Oleh: Drs. Dodo Suwondo, MSi ( FB. Hyang Purwa Galuh )
(Wakil Ketua Dewan Kebudayaan Kuningan)
Kata adat berasal dari Bahasa Arab─dalam Bahasa Sunda dapat pula diartikan, umum atau lumrah, artinya: segala hal yang senantiasa tetap atau sering diterapkan kepada manusia atau binatang yang mempunyai nyawa. Kata adat, sedapat mungkin dipergunakan untuk menghaluskan perbuatan, perlakuan, yang membuat kebaikan dengan orang lain, yang sama adatnya dan tata cara pada umumnya misalnya yang terdapat dalam satu desa atau satu negara, baik seagama maupun berbeda agama, demikian pula kebudayaannya.
Adapun pengertian lain bahwa adat istiadat adalah kumpulan tata kebiasaan yang paling tinggi kedudukannya karena bersifat kekal dan terintegrasi sangat kuat terhadap masyarakat yang memilikinya. Lebih jelasnya adalah bahwa; adat istiadat merupakan tata kelakuan yang kekal dan turun temurun dari generasi kegenerasi lain sebagai warisan sehingga kuat integrasinya dengan pola-pola perilaku masyarakat (Kamus besar bahasa indonesia, 1988 : 5, 6).
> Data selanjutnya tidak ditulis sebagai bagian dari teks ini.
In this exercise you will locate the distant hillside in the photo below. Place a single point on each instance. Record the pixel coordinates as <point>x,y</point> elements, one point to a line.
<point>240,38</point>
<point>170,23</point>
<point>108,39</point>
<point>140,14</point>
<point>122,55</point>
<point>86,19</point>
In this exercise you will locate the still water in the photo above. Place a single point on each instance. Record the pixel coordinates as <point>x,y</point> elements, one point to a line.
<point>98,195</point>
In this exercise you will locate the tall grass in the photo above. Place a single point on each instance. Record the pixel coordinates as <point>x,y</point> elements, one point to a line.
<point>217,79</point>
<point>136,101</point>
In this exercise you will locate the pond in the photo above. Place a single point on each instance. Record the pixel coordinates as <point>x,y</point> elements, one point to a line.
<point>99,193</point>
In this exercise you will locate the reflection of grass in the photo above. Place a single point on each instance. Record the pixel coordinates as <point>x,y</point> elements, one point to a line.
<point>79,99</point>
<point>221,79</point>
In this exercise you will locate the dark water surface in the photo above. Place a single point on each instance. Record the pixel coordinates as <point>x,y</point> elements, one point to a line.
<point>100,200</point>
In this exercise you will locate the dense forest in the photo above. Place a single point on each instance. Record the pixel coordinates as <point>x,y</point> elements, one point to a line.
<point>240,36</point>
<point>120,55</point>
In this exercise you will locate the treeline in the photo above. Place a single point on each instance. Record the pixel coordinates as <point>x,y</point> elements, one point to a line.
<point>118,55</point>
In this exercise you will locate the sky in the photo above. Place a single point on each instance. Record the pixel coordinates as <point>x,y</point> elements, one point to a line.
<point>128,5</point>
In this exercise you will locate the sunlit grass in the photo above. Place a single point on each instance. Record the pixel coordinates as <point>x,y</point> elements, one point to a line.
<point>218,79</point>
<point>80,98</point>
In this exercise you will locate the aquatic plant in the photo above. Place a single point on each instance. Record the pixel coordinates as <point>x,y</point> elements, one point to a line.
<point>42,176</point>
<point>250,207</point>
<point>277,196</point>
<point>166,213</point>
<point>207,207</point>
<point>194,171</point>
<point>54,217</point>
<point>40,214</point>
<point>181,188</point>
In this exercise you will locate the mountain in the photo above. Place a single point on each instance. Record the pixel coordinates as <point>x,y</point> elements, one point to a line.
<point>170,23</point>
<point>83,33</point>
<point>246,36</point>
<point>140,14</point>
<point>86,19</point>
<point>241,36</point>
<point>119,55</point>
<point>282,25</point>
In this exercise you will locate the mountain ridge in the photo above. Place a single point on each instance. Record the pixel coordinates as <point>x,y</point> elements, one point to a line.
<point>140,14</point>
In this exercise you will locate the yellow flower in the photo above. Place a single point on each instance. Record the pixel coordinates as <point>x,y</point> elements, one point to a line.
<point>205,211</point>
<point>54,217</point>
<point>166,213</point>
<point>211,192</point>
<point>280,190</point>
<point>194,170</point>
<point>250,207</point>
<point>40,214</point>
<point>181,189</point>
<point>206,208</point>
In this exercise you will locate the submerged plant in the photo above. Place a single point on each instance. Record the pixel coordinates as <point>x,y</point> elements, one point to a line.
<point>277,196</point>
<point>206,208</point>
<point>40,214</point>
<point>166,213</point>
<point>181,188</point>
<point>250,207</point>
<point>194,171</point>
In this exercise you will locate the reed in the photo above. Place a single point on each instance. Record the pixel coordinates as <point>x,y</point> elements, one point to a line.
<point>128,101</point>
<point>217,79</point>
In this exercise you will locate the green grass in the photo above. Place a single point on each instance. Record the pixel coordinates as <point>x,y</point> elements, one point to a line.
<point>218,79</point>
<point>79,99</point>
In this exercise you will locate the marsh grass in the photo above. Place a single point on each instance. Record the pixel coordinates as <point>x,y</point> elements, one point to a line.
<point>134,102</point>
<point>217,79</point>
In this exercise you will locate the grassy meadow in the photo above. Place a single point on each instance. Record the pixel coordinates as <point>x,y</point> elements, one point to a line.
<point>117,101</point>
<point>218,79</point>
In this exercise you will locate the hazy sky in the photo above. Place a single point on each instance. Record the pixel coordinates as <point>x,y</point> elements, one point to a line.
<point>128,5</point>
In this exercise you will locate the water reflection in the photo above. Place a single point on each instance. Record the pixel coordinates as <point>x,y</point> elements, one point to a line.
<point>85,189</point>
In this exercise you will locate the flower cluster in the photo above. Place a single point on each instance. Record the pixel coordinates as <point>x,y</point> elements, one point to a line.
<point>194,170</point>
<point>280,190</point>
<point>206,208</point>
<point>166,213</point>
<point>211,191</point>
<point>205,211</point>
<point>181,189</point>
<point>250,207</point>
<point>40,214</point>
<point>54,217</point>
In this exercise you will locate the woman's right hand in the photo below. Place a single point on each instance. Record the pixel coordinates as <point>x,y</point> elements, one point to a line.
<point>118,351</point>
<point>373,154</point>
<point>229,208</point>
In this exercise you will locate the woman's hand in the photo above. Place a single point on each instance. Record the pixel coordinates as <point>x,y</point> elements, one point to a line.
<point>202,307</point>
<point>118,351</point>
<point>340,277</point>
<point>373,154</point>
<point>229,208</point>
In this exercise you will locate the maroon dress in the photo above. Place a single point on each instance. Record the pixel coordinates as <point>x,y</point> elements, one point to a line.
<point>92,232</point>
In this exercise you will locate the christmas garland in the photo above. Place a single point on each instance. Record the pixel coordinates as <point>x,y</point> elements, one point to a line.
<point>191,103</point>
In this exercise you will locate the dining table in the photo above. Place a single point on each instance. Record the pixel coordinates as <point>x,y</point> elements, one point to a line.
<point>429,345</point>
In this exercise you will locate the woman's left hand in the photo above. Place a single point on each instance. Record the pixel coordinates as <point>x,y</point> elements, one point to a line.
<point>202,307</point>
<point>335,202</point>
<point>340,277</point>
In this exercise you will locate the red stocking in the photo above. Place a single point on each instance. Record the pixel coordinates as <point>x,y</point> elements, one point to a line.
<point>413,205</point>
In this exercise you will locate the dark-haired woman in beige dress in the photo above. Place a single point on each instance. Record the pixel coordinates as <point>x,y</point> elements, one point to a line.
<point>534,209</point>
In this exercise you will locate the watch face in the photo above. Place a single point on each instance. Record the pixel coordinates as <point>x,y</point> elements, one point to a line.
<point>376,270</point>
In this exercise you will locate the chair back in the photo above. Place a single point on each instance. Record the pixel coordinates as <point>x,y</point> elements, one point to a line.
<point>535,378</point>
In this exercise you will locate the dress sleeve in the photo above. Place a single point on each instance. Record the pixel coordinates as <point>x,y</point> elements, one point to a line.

Hal tersebut dapat difahami, mengingat bahwa pada adat istiadat adalah merupakan perilaku budaya dan aturan-aturan yang telah berusaha diterapkan serta disepakati oleh masyarakat di lingkungannya. Karenanya adat istiadat pun merupakan ciri khas suatu daerah yang melekat sejak dahulu kala dalam diri masyarakat yang melakukannya. Oleh karena itu maka di dalam adat istiadat terhimpun kaidah-kaidah sosial yang sejak lama ada dan telah menjadi kebiasaan (tradisi) dalam kehidupan masyarakat. Apabila seseorang melanggar adat, misalnya dalam mengenakan pakaian yang terbalik, pakaian yang terlalu bagus atau terlalu jelek. Begitu juga dengan perkataan yang tidak sesuai dengan orang lain, duduk tidak sama rendah, berdiri tidak sama tinggi dengan sesama. Maka yang bersangkutan dapat dikatakan telah keluar dari lingkungan adat kelompoknya.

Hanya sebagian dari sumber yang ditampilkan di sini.